Oakley Sphaera embraces sport with a center-mounted camera
Meta’s cooperation with the sport sunglasses maker Oakley goes all out for performance with a Sphaera style that includes a center-mounted camera in a wraparound lens. For cyclists or runners, who are not also full-on vehicle operators, the center-line type of frame geometry and wind-cheating arcs is clever. The larger question is software: will stabilization, horizon leveling and auto-clip highlights bring that action-cam polish to eyewear? If that’s accomplished, Oakley’s model may find an audience among athletes looking for hands-free recording without mounting a separate camera.

Asus ROG gets ready for Tarius with Horizon OS
Meta’s opening of Horizon OS to partners is beginning to pay dividends. The Asus ROG Tarius, a gaming-first headset, marks the beginning of that journey for third-party devices plugging into Meta’s app ecosystem. Leaks have suggested eye and face tracking, along with a premium display stack (be that micro‑OLED or QD-LEDs with local dimming). If true, ROG could cater for higher-end visuals while Meta’s own Quest line targets mainstream price points. This was the console/PC divide, but for XR.
AI is the connective tissue linking devices and apps
That all depends on AI that’s fast and context-aware. Meta has been passing Llama models through glasses for multimodal understanding—see what you’re seeing, translate speech on the fly, summarize a notification. Anticipate greater on-device inference for privacy and latency, with big workloads pushed to the cloud. IDC still forecasts strong multi-year growth for AR/VR as utility increases; the question is whether AI can surface appropriate micro-interactions at precisely the right time.
What’s important now: comfort, heat and apps
Three filters will decide winners. First, comfort: It’s a balance of weight distribution and temple pressure that decides whether glasses last from commute to couch. Secondly, thermals; waveguides and processors generate heat — passive cooling and intelligent power management are do or die. Third, software: a bare minimum of everyday apps is better than a crowded launcher. All that spec-sheet sprinting also matters less than prescription support, water resistance and frictionless pairing.

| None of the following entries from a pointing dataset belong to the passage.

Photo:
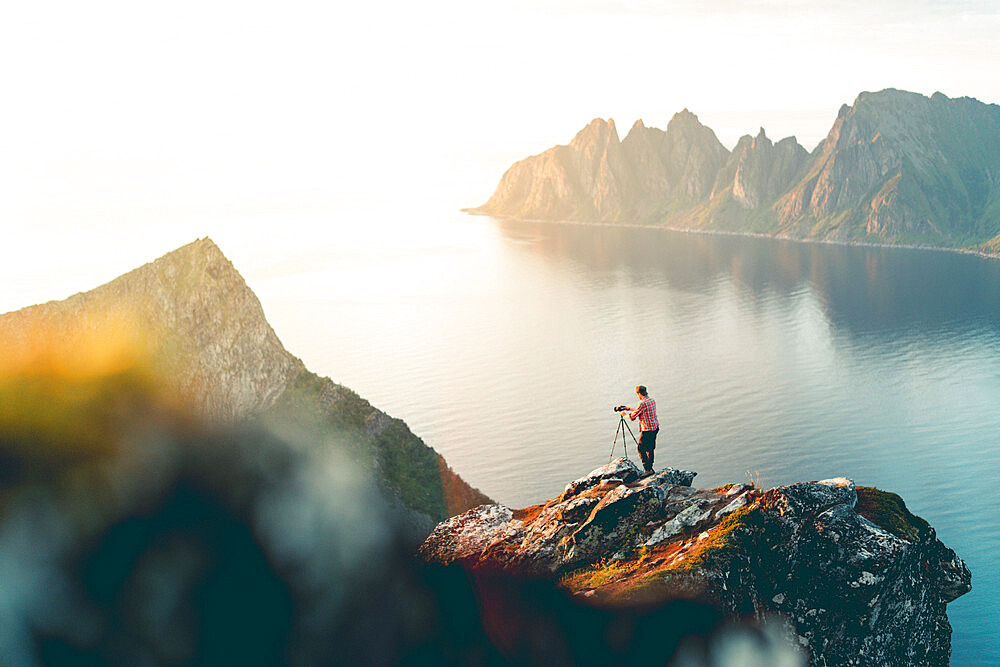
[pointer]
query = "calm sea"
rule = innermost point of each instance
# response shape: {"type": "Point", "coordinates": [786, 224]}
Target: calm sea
{"type": "Point", "coordinates": [506, 345]}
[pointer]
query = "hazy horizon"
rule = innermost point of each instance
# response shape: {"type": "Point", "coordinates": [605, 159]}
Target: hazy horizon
{"type": "Point", "coordinates": [132, 130]}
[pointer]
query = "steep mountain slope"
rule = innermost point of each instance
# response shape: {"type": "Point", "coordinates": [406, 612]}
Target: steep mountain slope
{"type": "Point", "coordinates": [854, 577]}
{"type": "Point", "coordinates": [896, 167]}
{"type": "Point", "coordinates": [206, 334]}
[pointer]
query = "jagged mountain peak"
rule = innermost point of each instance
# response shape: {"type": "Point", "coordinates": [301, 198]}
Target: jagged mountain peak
{"type": "Point", "coordinates": [684, 119]}
{"type": "Point", "coordinates": [896, 167]}
{"type": "Point", "coordinates": [598, 130]}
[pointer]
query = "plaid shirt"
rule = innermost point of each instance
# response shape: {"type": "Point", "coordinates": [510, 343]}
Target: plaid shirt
{"type": "Point", "coordinates": [646, 412]}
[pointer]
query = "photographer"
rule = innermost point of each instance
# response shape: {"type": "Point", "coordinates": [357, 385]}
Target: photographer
{"type": "Point", "coordinates": [649, 426]}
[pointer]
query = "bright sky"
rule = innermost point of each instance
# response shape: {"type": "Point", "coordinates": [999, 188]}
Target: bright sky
{"type": "Point", "coordinates": [129, 128]}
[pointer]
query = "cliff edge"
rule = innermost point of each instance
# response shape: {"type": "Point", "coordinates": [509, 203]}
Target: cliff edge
{"type": "Point", "coordinates": [854, 577]}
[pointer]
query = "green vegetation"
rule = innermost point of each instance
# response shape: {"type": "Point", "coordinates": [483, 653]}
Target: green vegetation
{"type": "Point", "coordinates": [888, 511]}
{"type": "Point", "coordinates": [725, 538]}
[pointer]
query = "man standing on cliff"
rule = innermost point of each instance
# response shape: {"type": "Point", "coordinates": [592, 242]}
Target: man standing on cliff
{"type": "Point", "coordinates": [649, 426]}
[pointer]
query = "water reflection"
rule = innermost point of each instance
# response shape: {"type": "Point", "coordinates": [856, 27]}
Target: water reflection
{"type": "Point", "coordinates": [864, 290]}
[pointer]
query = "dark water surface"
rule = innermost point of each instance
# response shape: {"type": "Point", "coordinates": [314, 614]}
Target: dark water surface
{"type": "Point", "coordinates": [505, 346]}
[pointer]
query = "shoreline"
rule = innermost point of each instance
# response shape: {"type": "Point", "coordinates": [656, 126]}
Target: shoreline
{"type": "Point", "coordinates": [993, 256]}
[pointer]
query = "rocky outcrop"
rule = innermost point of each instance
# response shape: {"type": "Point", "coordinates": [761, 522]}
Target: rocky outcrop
{"type": "Point", "coordinates": [853, 576]}
{"type": "Point", "coordinates": [204, 332]}
{"type": "Point", "coordinates": [896, 167]}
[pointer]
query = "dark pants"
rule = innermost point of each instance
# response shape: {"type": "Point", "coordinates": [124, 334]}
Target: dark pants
{"type": "Point", "coordinates": [647, 443]}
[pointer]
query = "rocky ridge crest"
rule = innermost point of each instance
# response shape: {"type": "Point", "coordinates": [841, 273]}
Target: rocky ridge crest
{"type": "Point", "coordinates": [896, 167]}
{"type": "Point", "coordinates": [210, 341]}
{"type": "Point", "coordinates": [855, 578]}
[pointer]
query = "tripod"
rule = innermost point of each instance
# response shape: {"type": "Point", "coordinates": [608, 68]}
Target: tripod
{"type": "Point", "coordinates": [622, 425]}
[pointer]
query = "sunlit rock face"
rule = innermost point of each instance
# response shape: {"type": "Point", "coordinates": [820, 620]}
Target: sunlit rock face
{"type": "Point", "coordinates": [855, 578]}
{"type": "Point", "coordinates": [896, 167]}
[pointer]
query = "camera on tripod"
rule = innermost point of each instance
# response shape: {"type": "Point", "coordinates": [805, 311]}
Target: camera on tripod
{"type": "Point", "coordinates": [622, 427]}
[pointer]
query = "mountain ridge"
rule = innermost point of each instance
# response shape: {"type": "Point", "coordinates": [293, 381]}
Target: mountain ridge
{"type": "Point", "coordinates": [207, 336]}
{"type": "Point", "coordinates": [896, 168]}
{"type": "Point", "coordinates": [851, 576]}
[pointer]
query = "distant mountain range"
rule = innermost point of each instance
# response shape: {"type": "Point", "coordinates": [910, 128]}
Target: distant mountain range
{"type": "Point", "coordinates": [896, 168]}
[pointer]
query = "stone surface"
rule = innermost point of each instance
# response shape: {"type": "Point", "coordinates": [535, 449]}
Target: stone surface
{"type": "Point", "coordinates": [847, 590]}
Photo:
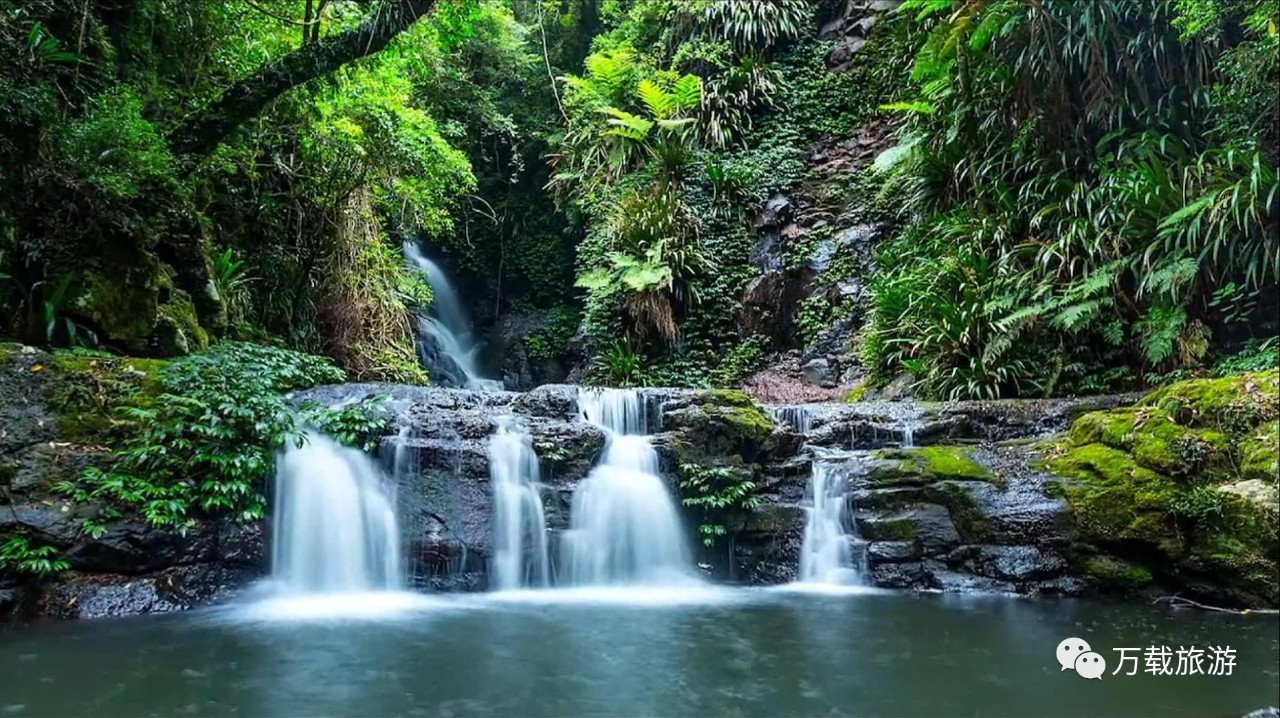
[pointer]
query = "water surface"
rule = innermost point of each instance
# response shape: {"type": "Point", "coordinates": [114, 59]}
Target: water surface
{"type": "Point", "coordinates": [723, 653]}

Bottom line: Meta is betting big on glasses-first computing
Meta is taking smart glasses from the novelty phase into necessity — casual capture with Ray-Ban 2, glanceable HUD with Ray-Ban Display and full on-lens utility with Hypernova—all knitted together by the Ceres wristband. Throw in a gaming push from Asus ROG on Horizon OS and the ecosystem picture clarifies. If ambition meets execution, the next wave of computing won’t live in your pocket or on your desk. It will rest on your nose — and listen to your fingers.